Yield records and crop breeding strategies: reflections on the past and future perspectives
Every farmer has heard the rumours of their neighbors’ exceptionally high yields come harvest time and has learned to digest these rumours critically and skeptically. However, this year the rumours happened to be true! Statistics Canada has recently announced that this past year Quebec’s corn growers saw their biggest yields yet, weighing in at an average of 10.6 tonnes per hectare (Ménard, 2016). Amidst the excitement we may experience in the face of this agronomic achievement, it is important to take a step back and reflect on the conditions that have led us to reach these exceptional yields. Additionally, we should take the time to wonder what will be the future conditions that will drive crop improvement for years to come.

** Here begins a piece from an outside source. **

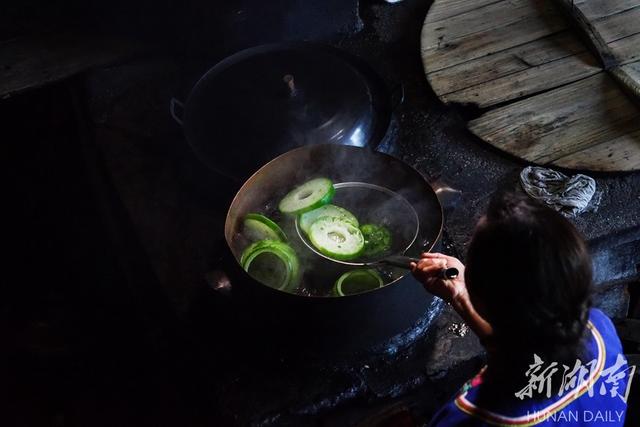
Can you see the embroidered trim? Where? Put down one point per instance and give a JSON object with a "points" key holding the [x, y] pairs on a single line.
{"points": [[540, 416]]}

The first important thing to note is that there is not only one single driving factor that has led to these increases in yields. On the contrary, it has been a cumulative effort across multiple disciplines that has led to these significant yield performances. In fact, increased fertilizer use, more efficient chemical pesticides, large mechanical equipment and improved cultural practices such as earlier planting and narrower rows have all been attributed to some degree to being a contributor to these yield increases (Troyer and Good, 2008). However, there is one factor that seems to play a slightly more important role than some of the others. In fact, genetic improvements to corn crops have been estimated to be the cause of approximately 51% of yield increases in some regions (Qin et al., 2016).
One of the main reasons plant breeding has had such a large effect on yields is the result of breeding for increasing plant density tolerance (Qin et al., 2016). Plant density tolerance encompasses a large amount of traits that help plants in situations of high plant competition. These traits could include drought tolerance, hybrid vigour and resistance to high pest pressure. Instilling plants with these traits ensures hardy plants that will be resistant to a multitude of conditions. This is of vital importance, since in order to obtain the desired high yields at the end of the season, the plant must not only survive until the end of the season, but produce enough biomass to obtain the high yields we are looking for.
The final question is: are these increases in yields sustainable? Can we expect to see yields like this ten or twenty years into the future? Luckily for us, traits that allow plants to be tolerant to high densities also happen to make them more resilient in the face of uncertain climatic conditions. With climate change on the horizon, this is something that should not be overlooked. Nonetheless, it is also important for us to always be looking for other areas where we can be improving not only our plant breeding but also our general agronomic practices. This is especially important as we do not know today what our goals will be in the future. Perhaps in the coming years, the success of our crops will not be measured by the yields we obtain, but rather we will evaluate our performance based on our ability to produce high quality crops using low resources. In such cases, perhaps we would measure soil health or soil water quality as indicators of our performance. Whatever the future may hold, it is certain to be a challenge for the agricultural industry as a whole. However, our shared knowledge and ever improving technologies hold a lot of promise for us.
Ménard, M. 2016. Récolte record de maïs au Québec. La Terre de Chez Nous.
Qin, X., Feng, F., Li, Y., Xu, S., Siddique, K.H.M., and Liao, Y. 2016. Maize yield improvements in China: past trends and future directions. Plant Breeding. 135: 166-176.
Troyer, A.F. and Good, D. 2005. At last, another record corn crop. Journal of Crop Improvement. 14: 175-196.